Im gleichen Jahr wurde sie jedoch wegen einer allzu engagierten Teilnahme an einer Wahlrechtskundgebung zu drei Wochen Arrest und dem Abschub aus Wien verurteilt.

Untätig blieb sie aber auch in den nächsten Jahren nicht. Sie engagierte sich in der Frauenbildung und war Mitbegründerin einer Konsumgenossenschaft. 1895 heiratete sie den Sozialdemokraten und Gewerkschafter Richard Seidel, mit dem sie zwei Töchter hatte.

Zu ihren zahlreichen Tätigkeiten gehörten auch ihre Mitgliedschaft zur Konstituierenden Nationalversammlung vom 4. März bis zum 31. Mai 1919 und von 1918 bis 1923 zum Wiener Gemeinderat, wo sie die erste Frau war, die das Wort ergriff. Viele Jahre, 1920 bis 1934, bis zur Demontage der Demokratie, wirkte sie als Abgeordnete zum Nationalrat. Ihre Arbeit war von der Armut ihrer Kindheit geprägt: So befürwortete sie die Konsumgenossenschaftsbewegung, engagierte sich in sozialpolitischen Fragen, war stellvertretende Vorsitzende des Wiener Jugendhilfswerks und widmete sich der Gleichstellung der Frau.

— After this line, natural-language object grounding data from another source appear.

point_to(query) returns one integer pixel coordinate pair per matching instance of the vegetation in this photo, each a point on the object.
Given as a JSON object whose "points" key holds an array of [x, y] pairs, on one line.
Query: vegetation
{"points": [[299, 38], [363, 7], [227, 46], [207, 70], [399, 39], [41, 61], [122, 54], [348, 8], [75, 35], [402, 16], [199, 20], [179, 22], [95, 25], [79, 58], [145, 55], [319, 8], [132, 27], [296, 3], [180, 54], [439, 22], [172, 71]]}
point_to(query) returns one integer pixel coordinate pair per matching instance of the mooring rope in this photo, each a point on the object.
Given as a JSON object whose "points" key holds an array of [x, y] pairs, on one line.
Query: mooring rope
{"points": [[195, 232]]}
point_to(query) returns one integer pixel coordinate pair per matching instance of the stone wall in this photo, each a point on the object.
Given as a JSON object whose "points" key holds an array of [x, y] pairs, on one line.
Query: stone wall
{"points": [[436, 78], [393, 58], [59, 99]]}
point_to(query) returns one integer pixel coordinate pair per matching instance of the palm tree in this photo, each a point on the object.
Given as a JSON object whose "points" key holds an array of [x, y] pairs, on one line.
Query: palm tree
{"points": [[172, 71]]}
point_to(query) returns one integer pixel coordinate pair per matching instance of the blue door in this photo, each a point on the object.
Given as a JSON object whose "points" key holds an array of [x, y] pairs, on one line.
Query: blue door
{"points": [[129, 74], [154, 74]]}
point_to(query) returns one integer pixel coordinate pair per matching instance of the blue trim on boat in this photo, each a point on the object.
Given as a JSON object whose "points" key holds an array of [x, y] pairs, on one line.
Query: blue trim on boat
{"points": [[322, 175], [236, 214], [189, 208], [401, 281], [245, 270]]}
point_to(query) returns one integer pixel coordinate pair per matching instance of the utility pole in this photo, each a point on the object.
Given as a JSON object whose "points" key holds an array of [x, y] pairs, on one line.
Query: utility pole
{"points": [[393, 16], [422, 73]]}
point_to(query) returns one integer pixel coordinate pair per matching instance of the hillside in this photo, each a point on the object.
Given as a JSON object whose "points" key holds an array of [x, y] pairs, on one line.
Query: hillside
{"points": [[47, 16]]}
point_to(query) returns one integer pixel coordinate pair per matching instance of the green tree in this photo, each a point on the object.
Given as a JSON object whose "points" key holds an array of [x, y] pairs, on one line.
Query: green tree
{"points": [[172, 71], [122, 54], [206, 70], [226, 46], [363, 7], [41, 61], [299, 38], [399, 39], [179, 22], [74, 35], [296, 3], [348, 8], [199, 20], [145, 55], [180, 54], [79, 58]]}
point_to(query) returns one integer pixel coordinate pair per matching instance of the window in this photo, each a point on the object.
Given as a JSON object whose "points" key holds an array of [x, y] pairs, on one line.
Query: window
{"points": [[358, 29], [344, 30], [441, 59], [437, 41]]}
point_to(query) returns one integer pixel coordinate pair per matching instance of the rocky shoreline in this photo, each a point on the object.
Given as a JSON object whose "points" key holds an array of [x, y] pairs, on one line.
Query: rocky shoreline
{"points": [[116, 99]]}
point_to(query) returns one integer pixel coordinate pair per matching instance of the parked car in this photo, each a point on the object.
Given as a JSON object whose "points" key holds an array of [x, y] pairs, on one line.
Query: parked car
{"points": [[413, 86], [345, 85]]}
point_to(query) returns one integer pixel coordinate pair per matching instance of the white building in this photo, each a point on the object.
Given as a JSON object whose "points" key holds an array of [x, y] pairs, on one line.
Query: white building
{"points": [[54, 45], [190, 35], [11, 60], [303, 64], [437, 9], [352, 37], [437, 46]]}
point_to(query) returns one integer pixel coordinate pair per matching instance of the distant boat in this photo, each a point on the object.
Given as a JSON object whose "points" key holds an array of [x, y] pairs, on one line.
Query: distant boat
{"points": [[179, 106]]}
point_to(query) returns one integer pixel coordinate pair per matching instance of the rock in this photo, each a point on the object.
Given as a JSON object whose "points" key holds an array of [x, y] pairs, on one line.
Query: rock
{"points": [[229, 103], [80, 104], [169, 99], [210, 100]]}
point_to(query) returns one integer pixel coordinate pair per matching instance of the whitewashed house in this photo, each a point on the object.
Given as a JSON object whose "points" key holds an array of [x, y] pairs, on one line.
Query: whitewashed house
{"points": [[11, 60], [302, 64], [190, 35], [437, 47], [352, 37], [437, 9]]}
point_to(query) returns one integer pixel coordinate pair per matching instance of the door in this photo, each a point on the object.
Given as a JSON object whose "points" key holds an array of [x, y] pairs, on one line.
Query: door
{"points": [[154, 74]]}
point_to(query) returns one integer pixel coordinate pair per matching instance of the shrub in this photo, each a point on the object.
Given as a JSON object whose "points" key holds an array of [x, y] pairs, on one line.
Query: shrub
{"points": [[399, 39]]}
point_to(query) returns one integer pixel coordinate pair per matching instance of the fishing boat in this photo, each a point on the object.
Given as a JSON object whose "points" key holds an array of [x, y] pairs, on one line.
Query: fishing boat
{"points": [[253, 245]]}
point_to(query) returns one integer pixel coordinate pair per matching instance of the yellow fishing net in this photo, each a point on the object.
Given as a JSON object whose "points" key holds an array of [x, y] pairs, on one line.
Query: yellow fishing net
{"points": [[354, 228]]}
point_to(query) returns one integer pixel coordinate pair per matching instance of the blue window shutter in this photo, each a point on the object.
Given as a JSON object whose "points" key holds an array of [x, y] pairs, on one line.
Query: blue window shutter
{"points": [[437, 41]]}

1934 sollten jedoch alle Errungenschaften zunichte gemacht werden: Die Austrofaschisten zerschlugen Österreichs demokratische Strukturen. Richard Seidel, Amaliens Mann, wurde verschleppt, sie selbst wurde verhaftet und zog sich offiziell aus der Politik zurück. Während des Ständestaates war ihre Wohnung ein fester Treffpunkt für mehrere Wiener Politikerinnen, wo sie ungestört reden konnten. In dieser Zeit wurde sie „Lysistrate“ genannt, nach der mutigen und entschlossenen Athener Frauenrechtlerin der Antike.

1942 heiratete sie ihren langjährigen Freund, den jüdischen Wiener Gemeinderat Siegmund Rausnitz, um ihn vor der Verfolgung der Nazis zu schützen. Sie konnte nicht helfen: Bald nach ihrer Hochzeit nahm er sich das Leben.

Auch nach dem Ende des Nationalsozialismus sollte Amalie Seidel kein politisches Amt mehr übernehmen. Sie starb 1952 mit 76 Jahren.